Na manhã de 24 de fevereiro, a pintora Marita Vaskova acordou na casa que também lhe serve de atelier, um pequeno T1 atrás da Avenida de Roma, com a notícia de que a Rússia invadira a Ucrânia – a sua Ucrânia, o país dela, a pátria que tivera de deixar há 23 anos, ainda com o marido, para tentar uma vida melhor em Portugal.
A sua casa é um espaço de memórias de duas vidas: há quadros com as cores néon que ela encontrou em Lisboa, como estantes cheias de livros com títulos em ucraniano.
Qualquer ucraniano em Portugal tem a dureza da História na sua história pessoal.
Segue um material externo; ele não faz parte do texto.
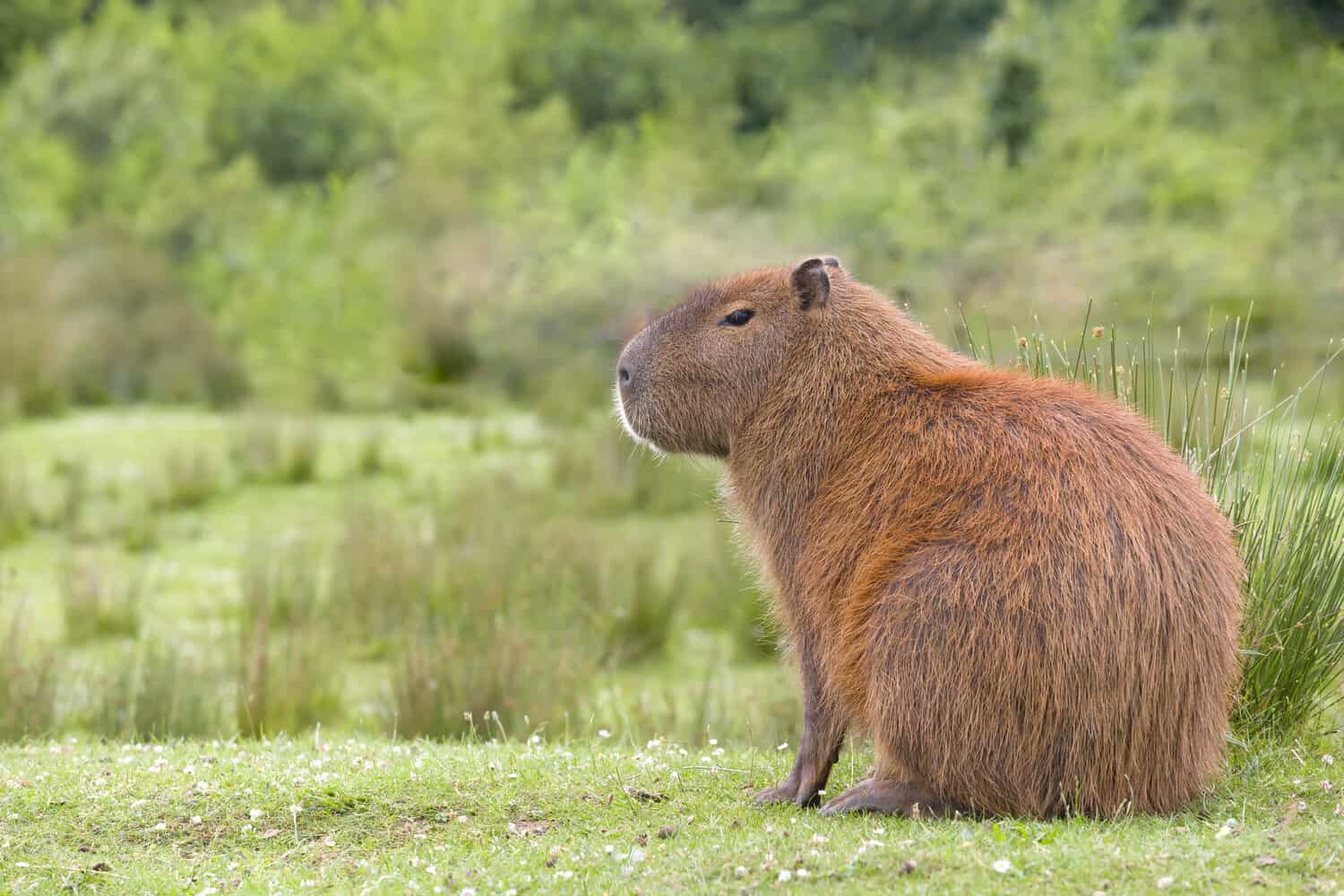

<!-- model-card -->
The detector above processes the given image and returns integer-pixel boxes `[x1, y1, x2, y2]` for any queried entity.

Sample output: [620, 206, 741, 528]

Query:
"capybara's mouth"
[612, 383, 650, 444]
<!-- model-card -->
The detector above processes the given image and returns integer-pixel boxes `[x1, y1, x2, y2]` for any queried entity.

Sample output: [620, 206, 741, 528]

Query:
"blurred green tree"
[511, 0, 688, 130]
[989, 54, 1046, 168]
[0, 0, 85, 82]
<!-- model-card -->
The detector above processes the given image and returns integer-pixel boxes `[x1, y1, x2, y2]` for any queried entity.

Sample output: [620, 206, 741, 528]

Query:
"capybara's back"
[833, 369, 1242, 815]
[618, 259, 1244, 817]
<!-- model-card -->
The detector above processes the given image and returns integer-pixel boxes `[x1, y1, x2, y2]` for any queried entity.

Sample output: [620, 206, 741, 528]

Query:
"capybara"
[617, 258, 1245, 818]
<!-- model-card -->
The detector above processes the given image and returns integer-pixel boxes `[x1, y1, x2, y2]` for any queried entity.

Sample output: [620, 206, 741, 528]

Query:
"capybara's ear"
[789, 258, 831, 310]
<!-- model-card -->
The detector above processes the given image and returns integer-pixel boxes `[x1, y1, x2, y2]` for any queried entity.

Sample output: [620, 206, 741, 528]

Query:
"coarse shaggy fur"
[617, 258, 1245, 818]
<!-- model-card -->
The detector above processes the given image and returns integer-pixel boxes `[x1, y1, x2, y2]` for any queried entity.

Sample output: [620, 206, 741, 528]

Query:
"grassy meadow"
[0, 0, 1344, 893]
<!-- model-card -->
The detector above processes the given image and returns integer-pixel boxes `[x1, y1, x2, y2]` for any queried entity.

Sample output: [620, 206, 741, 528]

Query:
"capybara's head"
[616, 258, 840, 457]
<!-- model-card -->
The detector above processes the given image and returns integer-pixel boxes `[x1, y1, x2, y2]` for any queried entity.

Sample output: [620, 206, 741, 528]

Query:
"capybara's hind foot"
[822, 778, 953, 818]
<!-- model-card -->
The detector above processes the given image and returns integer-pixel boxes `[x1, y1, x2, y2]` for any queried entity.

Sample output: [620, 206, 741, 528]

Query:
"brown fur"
[618, 258, 1244, 817]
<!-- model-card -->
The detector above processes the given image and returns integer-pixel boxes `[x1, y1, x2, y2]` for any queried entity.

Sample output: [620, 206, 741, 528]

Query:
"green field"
[0, 0, 1344, 893]
[0, 409, 1344, 892]
[0, 729, 1344, 893]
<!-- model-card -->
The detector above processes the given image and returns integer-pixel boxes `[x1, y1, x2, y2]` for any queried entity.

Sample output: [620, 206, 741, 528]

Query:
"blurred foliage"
[0, 0, 1344, 417]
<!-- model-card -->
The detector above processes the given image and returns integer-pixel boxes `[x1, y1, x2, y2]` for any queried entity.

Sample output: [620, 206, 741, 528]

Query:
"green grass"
[0, 732, 1344, 893]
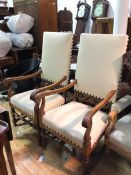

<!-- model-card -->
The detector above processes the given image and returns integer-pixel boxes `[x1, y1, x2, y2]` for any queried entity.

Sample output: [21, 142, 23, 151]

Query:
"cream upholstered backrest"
[75, 33, 128, 102]
[41, 32, 73, 85]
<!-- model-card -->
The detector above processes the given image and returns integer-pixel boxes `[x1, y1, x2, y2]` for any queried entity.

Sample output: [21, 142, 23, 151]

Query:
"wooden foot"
[4, 138, 16, 175]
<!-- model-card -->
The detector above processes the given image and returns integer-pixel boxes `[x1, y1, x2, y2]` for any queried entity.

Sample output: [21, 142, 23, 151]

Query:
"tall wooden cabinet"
[95, 16, 131, 51]
[14, 0, 57, 52]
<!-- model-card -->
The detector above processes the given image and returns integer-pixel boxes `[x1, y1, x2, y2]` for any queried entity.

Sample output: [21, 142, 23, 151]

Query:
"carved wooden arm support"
[105, 95, 131, 137]
[82, 90, 116, 128]
[30, 76, 67, 101]
[3, 70, 42, 86]
[32, 80, 77, 101]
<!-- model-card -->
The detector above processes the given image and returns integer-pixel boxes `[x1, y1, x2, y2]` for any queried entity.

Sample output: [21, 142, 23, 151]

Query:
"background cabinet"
[14, 0, 57, 53]
[95, 17, 131, 51]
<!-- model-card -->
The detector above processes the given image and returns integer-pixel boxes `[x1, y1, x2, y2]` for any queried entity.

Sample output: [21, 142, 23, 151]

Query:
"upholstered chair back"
[41, 32, 73, 85]
[75, 33, 128, 102]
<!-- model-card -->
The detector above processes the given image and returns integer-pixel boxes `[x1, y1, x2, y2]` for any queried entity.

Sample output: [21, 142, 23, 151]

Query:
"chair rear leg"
[40, 129, 49, 150]
[11, 107, 18, 126]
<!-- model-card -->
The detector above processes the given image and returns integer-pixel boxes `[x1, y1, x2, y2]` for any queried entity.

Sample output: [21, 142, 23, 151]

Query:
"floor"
[0, 100, 131, 175]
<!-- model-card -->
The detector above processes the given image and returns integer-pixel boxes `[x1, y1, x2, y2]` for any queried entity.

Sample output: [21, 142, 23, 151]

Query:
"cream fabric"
[109, 113, 131, 161]
[75, 33, 128, 101]
[43, 102, 107, 147]
[111, 95, 131, 113]
[41, 32, 73, 85]
[10, 90, 65, 116]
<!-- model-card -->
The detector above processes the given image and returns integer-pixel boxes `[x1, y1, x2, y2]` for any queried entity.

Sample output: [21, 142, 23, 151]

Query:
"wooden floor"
[0, 101, 131, 175]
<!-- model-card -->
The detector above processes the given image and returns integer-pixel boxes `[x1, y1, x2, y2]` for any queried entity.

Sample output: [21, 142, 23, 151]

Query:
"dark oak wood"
[82, 90, 116, 128]
[74, 1, 91, 45]
[91, 0, 109, 33]
[58, 7, 73, 31]
[94, 17, 131, 51]
[14, 0, 57, 53]
[0, 115, 16, 175]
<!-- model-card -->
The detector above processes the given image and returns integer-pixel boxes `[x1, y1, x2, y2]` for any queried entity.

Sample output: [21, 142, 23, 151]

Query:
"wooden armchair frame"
[28, 34, 127, 167]
[31, 83, 116, 161]
[3, 32, 73, 130]
[3, 70, 67, 128]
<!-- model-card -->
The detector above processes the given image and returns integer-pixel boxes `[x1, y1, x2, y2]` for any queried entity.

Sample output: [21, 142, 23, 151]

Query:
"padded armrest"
[111, 95, 131, 113]
[3, 70, 42, 86]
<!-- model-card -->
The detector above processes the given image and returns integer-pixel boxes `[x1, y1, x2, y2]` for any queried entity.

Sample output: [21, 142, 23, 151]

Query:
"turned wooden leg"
[40, 129, 48, 149]
[4, 137, 16, 175]
[0, 135, 8, 175]
[11, 107, 18, 126]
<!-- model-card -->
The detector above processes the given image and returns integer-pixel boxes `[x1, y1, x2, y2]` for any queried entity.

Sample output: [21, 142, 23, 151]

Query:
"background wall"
[8, 0, 131, 32]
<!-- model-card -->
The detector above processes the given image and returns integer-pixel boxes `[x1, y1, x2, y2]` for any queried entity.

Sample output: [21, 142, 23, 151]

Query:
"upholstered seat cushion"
[109, 113, 131, 161]
[43, 102, 108, 148]
[10, 90, 65, 116]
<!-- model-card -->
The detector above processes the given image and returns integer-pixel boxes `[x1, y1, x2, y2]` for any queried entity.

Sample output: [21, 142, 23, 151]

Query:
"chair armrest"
[30, 76, 67, 101]
[105, 95, 131, 137]
[33, 80, 77, 101]
[3, 70, 42, 86]
[82, 90, 116, 128]
[111, 95, 131, 113]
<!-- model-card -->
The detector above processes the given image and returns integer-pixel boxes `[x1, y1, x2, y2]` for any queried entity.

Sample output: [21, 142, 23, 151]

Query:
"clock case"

A emigração em massa, nos finais dos anos 90, era a fuga de um país em pobreza extrema que se seguia à crise da queda da União Soviética. Esses 100 mil ucranianos que chegaram a viver em Portugal (dados do SEF) vinham de vidas longas: da opressão sob a batuta da URSS, dos nacionalistas, e da desregulação e complexidade das relações pós Perstroika.
Marita viveu isso tudo. Tem, aos 73 anos, profundas rugas na face como uma espécie de cartografia dessa odisseia. Na Ucrânia era engenheira e fazia desenho industrial. Morava na cidade de Kirovohrad (hoje, Kropyvnytskyi).
Foi já com 50 anos, em 1999, que Marita e a família chegaram a Lisboa. Ela, o marido, que era artista, pintor, e as duas filhas dela.
As confusões da História recente faziam com que os portugueses também tivessem muitas dúvidas: na escola perguntavam à filha de Marita, Kateryna de 17 anos, que “país era esse” de onde ela vinha. “Fica na Rússia?”, diziam.
Não sabendo, esses colegas da escola de Kateryna estavam a revelar uma ferida maior, aquela que existe desde sempre entre os dois países, e a razão – se é que a há – de todos os dramas, ingerênciais, provocações e guerras. Dias antes da guerra Putin dissera: a Ucrânia não existe.